Step Two – The Promissory
Once the lawyer has completed all they had to check, they will provide their client – the investor – with a report on the property.
The lawyer will also request a promissory contract from the seller of the property that must include all the important points of the sale, as well as a complete rundown of the property. The lawyer will send these documents to their client – the investor – along with their professional thoughts on the matter and the advice on whether or not their client – the investor – should seek to make any changes to the contract. Once the investor and the seller both agree on the terms and conditions of the promissory contract, the investor must then pay the second amount which is usually a percentage of the overall price of the property and this figure can vary drastically – from ten percent of the total price to sixty percent of the total price -.
Once all of this takes place, the contract becomes legally registered and it is, from there on, very difficult for the seller to pull out of the sale.
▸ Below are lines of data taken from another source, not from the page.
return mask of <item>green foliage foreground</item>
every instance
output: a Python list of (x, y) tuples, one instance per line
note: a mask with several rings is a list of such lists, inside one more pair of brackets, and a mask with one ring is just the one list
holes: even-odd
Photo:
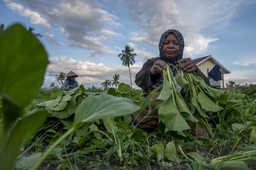
[[(43, 47), (20, 25), (0, 34), (0, 69), (6, 73), (0, 84), (1, 169), (255, 168), (255, 89), (246, 95), (213, 91), (185, 74), (178, 82), (187, 87), (184, 99), (173, 77), (165, 75), (164, 87), (172, 92), (159, 99), (171, 101), (176, 111), (165, 115), (166, 102), (157, 107), (159, 116), (184, 121), (160, 121), (161, 130), (149, 133), (137, 127), (131, 113), (150, 108), (157, 89), (147, 98), (123, 83), (99, 92), (82, 85), (69, 91), (41, 89), (37, 95), (48, 63)], [(185, 120), (197, 122), (210, 137), (194, 136), (189, 129), (195, 124)]]

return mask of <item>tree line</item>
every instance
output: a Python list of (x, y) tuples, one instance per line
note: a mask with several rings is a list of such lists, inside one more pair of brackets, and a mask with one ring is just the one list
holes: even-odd
[[(0, 33), (3, 32), (5, 29), (8, 28), (6, 27), (4, 24), (1, 23), (0, 25)], [(34, 32), (35, 29), (34, 28), (29, 26), (27, 30), (27, 31), (30, 33), (32, 35), (35, 37), (38, 38), (42, 38), (43, 35), (39, 33), (35, 33)], [(124, 50), (122, 50), (122, 52), (118, 55), (118, 57), (120, 57), (120, 59), (122, 62), (122, 64), (123, 66), (125, 67), (128, 67), (129, 68), (129, 73), (130, 74), (130, 79), (131, 81), (131, 87), (132, 88), (132, 84), (131, 76), (131, 72), (130, 70), (130, 66), (132, 66), (135, 63), (134, 58), (135, 56), (137, 55), (136, 53), (133, 53), (134, 50), (128, 45), (126, 45), (125, 47)], [(65, 78), (64, 76), (65, 74), (63, 72), (60, 72), (59, 75), (56, 75), (56, 81), (57, 83), (59, 83), (59, 85), (62, 85), (64, 81), (65, 81)], [(118, 80), (120, 79), (120, 76), (119, 75), (115, 74), (113, 76), (113, 79), (112, 80), (105, 80), (101, 84), (102, 85), (102, 87), (104, 89), (108, 89), (111, 85), (114, 86), (114, 85), (116, 86), (116, 88), (118, 85), (119, 85), (120, 83), (118, 81)], [(111, 82), (112, 84), (111, 84)], [(55, 83), (53, 82), (51, 84), (51, 86), (54, 86)]]

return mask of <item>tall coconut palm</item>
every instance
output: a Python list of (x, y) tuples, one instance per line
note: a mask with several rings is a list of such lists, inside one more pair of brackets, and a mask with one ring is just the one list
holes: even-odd
[(57, 83), (59, 83), (59, 85), (60, 85), (61, 84), (61, 85), (62, 85), (63, 84), (63, 81), (65, 81), (65, 79), (64, 76), (65, 74), (63, 72), (60, 72), (60, 75), (56, 75), (56, 81), (57, 81)]
[(131, 71), (130, 71), (130, 65), (132, 66), (135, 63), (134, 58), (137, 55), (135, 53), (132, 53), (134, 50), (131, 48), (129, 46), (125, 46), (125, 50), (122, 50), (122, 53), (118, 55), (118, 57), (120, 57), (120, 59), (123, 62), (122, 64), (125, 67), (128, 66), (129, 68), (129, 72), (130, 73), (130, 79), (131, 79), (131, 87), (132, 88), (132, 78), (131, 76)]
[(38, 38), (41, 38), (43, 37), (43, 35), (39, 33), (35, 33), (34, 32), (34, 30), (35, 29), (34, 28), (30, 27), (30, 26), (29, 26), (29, 27), (28, 28), (28, 29), (27, 30), (27, 31), (28, 31), (28, 32), (30, 32), (34, 36)]
[(117, 86), (120, 84), (120, 83), (118, 81), (118, 80), (120, 79), (120, 76), (119, 75), (119, 74), (115, 74), (115, 75), (113, 76), (113, 80), (111, 80), (111, 81), (112, 82), (112, 86), (115, 85), (116, 88), (117, 88)]
[(106, 80), (105, 82), (101, 83), (101, 87), (104, 88), (104, 90), (107, 90), (111, 85), (111, 82), (109, 80)]

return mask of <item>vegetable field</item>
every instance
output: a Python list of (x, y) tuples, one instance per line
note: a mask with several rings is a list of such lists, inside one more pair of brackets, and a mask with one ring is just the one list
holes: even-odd
[[(177, 70), (183, 97), (167, 67), (156, 101), (157, 89), (146, 98), (124, 83), (38, 93), (48, 63), (22, 26), (0, 34), (1, 169), (256, 169), (255, 89), (217, 90)], [(159, 99), (158, 128), (139, 128), (131, 114)], [(195, 135), (196, 123), (209, 137)]]

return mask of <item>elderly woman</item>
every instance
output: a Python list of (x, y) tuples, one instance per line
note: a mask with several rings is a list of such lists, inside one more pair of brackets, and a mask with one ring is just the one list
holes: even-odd
[(68, 91), (79, 86), (77, 82), (75, 80), (78, 76), (78, 75), (71, 71), (65, 75), (67, 77), (60, 88), (62, 90)]
[[(168, 67), (167, 63), (171, 64), (179, 67), (179, 63), (184, 62), (180, 68), (182, 71), (195, 72), (202, 77), (207, 84), (209, 85), (209, 79), (202, 73), (191, 59), (182, 58), (184, 48), (183, 37), (178, 31), (172, 29), (163, 33), (159, 42), (159, 57), (147, 60), (135, 77), (135, 83), (137, 86), (142, 89), (144, 94), (149, 94), (153, 90), (163, 83), (163, 69)], [(175, 77), (176, 75), (176, 71), (175, 68), (172, 67), (170, 68)], [(184, 89), (181, 89), (178, 84), (177, 85), (182, 95), (184, 95), (185, 94)], [(162, 88), (160, 89), (159, 91), (161, 90)], [(155, 99), (159, 95), (159, 94), (152, 96), (151, 98)], [(163, 101), (160, 101), (158, 104), (163, 102)], [(151, 106), (152, 109), (155, 107), (153, 103), (151, 103)], [(138, 122), (141, 121), (147, 114), (147, 109), (144, 109), (138, 116), (135, 120), (136, 122)], [(157, 110), (151, 113), (151, 115), (154, 116), (155, 117), (151, 117), (144, 119), (140, 125), (141, 128), (148, 130), (157, 127), (158, 123), (158, 113)], [(133, 116), (135, 117), (136, 116), (136, 113), (134, 113)], [(198, 126), (196, 129), (192, 130), (192, 131), (199, 136), (208, 136)]]
[(208, 74), (207, 78), (210, 79), (210, 84), (213, 88), (221, 90), (221, 80), (223, 79), (221, 67), (216, 64)]

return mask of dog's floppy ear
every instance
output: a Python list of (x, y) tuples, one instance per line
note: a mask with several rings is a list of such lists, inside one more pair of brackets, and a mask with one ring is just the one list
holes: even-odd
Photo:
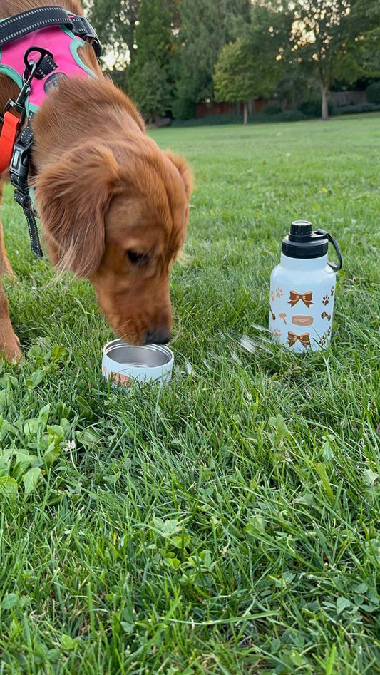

As a matter of fact, the law of the country of Portugal states that if the seller pulls out of a promissory contract, they have to pay double the amount that has already been paid back to the investor. This law has been put in place to provide assurance to the investors as the severity of the penalties for pulling out of the contract stop virtually everyone from doing it.
Step Three – The Deeds
This step is a rather simple and straightforward one, as the most complicated of the work has been done in the previous step with the promissory contract.
If the property that the investor has purchased was an off plan property, then their lawyer uses this point in time to check and make sure that the property has all of the relevant licenses in place, as well as that the property is fully debt free. Once the lawyer has certified all of this, the investor will then complete their purchase and make the payment for the rest of the balance. Their lawyer will then register the property under the investor’s name and they will own the freehold of a property in the country of Portugal.
If the property that the investor is looking to purchase is ready and the investor already has all the necessary funds in place, it is even possible to skip the step two and go straight to the deeds.